A year after breaking ground, the anticipated Associated Students Sustainability Center had it’s grand opening ceremony Oct. 26, becoming the first California State University with one.
After the ribbon was cut and the doors were opened for the first time, students and faculty were able to walk through and learn about the features and resources the estimated $4.7 million facility offers.
The 10,000 square feet center is zero net energy. Using photovoltaic panels to convert light into electricity, uses solar heated water for sinks and showers, has three composting toilets that require less than ½ cup of water per flush, glazed windows that allow light in but not heat, a water recycling and irrigation system that uses close to zero water, reused furniture and was built almost entirely from reusable materials.
“With today’s environment and our current administration withdrawing from the Paris accords, it is now incumbent upon us more than ever… that we maintain a solid commitment to sustainability,” CSUN President Dianne Harrison said. “[The Sustainability center] is a testaments to CSUN’s institutional commitment to the issues of sustainability, resiliency and the tradition of partnership and collaboration on our campus.”
This center is a collaboration facility for Associated Students and the Institutes for Sustainability. This center places these two departments into one area, allowing them to communicate and collaborate as one.

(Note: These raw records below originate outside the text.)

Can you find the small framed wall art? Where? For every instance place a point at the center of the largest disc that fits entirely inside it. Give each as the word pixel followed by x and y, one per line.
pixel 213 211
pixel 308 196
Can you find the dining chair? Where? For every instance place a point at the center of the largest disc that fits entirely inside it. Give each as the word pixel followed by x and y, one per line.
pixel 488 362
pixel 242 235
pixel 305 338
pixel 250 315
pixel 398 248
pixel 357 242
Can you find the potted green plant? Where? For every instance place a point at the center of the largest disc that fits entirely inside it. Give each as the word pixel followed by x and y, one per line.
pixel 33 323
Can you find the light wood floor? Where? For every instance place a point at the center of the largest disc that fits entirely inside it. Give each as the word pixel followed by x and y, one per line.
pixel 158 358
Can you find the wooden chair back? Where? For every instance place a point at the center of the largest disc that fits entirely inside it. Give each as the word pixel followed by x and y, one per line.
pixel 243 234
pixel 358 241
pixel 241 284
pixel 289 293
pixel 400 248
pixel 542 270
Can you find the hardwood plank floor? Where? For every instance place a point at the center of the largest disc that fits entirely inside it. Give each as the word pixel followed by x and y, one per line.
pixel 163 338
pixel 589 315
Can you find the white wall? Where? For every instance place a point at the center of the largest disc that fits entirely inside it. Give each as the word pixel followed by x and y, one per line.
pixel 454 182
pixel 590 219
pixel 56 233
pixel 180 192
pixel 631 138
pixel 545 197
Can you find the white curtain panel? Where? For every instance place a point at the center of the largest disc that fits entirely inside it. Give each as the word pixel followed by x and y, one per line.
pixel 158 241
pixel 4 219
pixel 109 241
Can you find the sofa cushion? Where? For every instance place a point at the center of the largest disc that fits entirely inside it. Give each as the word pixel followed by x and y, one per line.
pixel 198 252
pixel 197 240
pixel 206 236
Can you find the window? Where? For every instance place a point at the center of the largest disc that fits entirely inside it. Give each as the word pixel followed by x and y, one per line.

“So often we’re working in our own areas that we don’t know what each other are doing,” Interim Director for the Institute for Sustainability, Erica Wohldmann, said. “This will put us in the same space to really have conversations about what is it that the students want.”
The center will be the central collections location for campus recyclables, home of AS recycling, Institute for Sustainability and a focal point for the campus by providing educational programs and services related to the environment and sustainability.
In this facility, they will work to strengthen and expand educational programs, collaborate with departments to complete campus climate action goals and find ways to support faculty and students research projects in relation to sustainability.
“This is a change movement,” Williams Watkins, Vice President of Student Affairs said. “A movement that has to do with how can we ensure that our use of resources today don’t deny resources to those that come after us.”
California Assembly member Dante Acosta was at the ribbon cutting ceremony to acknowledge CSUN’s opening of the Sustainability center and to honor CSUN’s sustainability efforts with a certificate on behalf of the state assembly.
This center will be a place for students to learn about the environment and sustainability, ask questions and apply the practices to their everyday lives.
“There’s no planet ‘B’,” Associated Students President Jonathan Goldenberg said. “We really need to make sure that we are taking a stance and trying to create systems that allow us to have a healthy and sustainable planet for this generation, and generations to come.”